A Creative Writing Commentary

Author: ABIGAIL MITCHELL

Some of you might know Gary Margolis as the director of counseling over in Centeno House. Others of you might know Margolis as the part-time Associate Professor of English. Still others of you might know him as the published poet. A jack of many trades, Gary Margolis simultaneously plays the role of counselor, professor and professional poet.

Impressed with what I heard at his poetry reading a few weeks ago, I decided to interview Margolis about his experience writing poetry. Just to give you a background, he has published three collections of poetry to date: Fire in the Orchard, Falling Awake and The Day We Still Stand Here. He has been a Robert Frost Fellow at the Bread Loaf Writers' Conference and a recipient of a Vermont Council on the Arts Award.

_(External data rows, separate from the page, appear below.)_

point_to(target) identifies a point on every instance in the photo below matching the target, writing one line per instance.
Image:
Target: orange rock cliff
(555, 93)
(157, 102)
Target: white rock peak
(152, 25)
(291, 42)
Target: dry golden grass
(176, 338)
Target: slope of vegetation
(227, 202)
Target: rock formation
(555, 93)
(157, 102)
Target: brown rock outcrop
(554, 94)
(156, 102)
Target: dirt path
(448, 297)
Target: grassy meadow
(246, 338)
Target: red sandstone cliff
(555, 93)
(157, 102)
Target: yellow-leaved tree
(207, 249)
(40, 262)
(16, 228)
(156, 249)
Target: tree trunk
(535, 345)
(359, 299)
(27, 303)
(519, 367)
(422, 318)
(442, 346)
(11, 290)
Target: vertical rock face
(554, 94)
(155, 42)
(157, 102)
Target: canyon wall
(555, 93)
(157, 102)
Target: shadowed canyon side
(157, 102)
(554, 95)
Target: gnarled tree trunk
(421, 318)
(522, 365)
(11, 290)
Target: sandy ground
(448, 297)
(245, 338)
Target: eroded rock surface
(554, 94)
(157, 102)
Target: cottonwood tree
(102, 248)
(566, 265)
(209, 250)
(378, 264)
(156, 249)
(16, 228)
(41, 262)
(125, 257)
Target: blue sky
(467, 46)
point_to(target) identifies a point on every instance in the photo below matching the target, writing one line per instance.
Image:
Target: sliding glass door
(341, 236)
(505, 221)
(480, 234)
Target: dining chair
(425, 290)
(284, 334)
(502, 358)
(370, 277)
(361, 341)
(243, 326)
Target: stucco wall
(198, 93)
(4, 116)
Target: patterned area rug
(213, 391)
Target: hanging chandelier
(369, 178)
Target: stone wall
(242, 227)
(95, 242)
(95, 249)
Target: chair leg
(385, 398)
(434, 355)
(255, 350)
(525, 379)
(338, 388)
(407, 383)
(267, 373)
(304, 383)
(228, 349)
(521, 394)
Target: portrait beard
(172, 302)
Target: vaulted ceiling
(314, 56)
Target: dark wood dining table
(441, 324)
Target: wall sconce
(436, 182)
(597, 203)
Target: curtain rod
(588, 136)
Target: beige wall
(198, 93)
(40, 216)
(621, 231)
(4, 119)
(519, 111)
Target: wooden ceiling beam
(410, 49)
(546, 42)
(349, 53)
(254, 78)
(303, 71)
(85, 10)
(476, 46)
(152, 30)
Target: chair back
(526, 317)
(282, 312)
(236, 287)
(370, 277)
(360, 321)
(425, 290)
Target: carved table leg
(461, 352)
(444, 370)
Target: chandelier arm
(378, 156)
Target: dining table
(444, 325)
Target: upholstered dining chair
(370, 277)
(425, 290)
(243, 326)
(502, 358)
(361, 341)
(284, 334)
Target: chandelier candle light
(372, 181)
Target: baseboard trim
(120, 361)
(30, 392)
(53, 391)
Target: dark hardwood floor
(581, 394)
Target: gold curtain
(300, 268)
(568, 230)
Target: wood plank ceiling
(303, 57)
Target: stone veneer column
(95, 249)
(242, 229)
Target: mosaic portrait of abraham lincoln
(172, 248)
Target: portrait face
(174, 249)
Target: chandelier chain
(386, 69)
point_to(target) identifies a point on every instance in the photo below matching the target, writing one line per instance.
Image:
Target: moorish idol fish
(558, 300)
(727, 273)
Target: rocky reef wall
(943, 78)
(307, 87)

Margolis first tackled creative writing back in high school with a one-act play about a man on death row. His interest in writing was further fostered by a relationship he formed with a professor as an undergraduate here at Middlebury. Serving as a mentor-figure, this professor taught Margolis about issues of poetic craft, specifically, the ability of an author to inhabit different voices and simultaneous realities.

I asked Margolis what elements of craft he takes into consideration when writing a poem. First off, he told me, it is important to establish a voice. Margolis mostly uses the first person "I," but the narrator is not always himself. Sometimes he inhabits an imagined "other" voice that can take either human or inhuman form. The second issue to consider is the continuity of images and word choice. Once a poem presents an initial image, it is important that the image be sustained and built upon. Additional elements that Margolis considers are line breaks, line length, rhythm and "sense of sound".

One important concept which underlies Margolis' poetry is "simultaneity." He explained this concept as the coexistence of disparate elements that don't necessarily relate on a rational level. In his own words, "Simultaneous realities that cross time and place but somehow reverberate with each other." Furthermore, Margolis explained, "A good poem does not have to resolve anything. It can take you to the edge, open up questions, curiosities and feelings." While this view runs contrary to the literary criticism we are taught in school-that poems should open questions and resolve them-I happen to agree with Margolis. Prescribing resolution for poetry sets limitations on what it can do. Furthermore, it is just as worthwhile, and much more true to real life, to pose and examine questions without offering an answer. Most of the time, there can never be a definitive answer to the (mostly existential) questions poetry posits.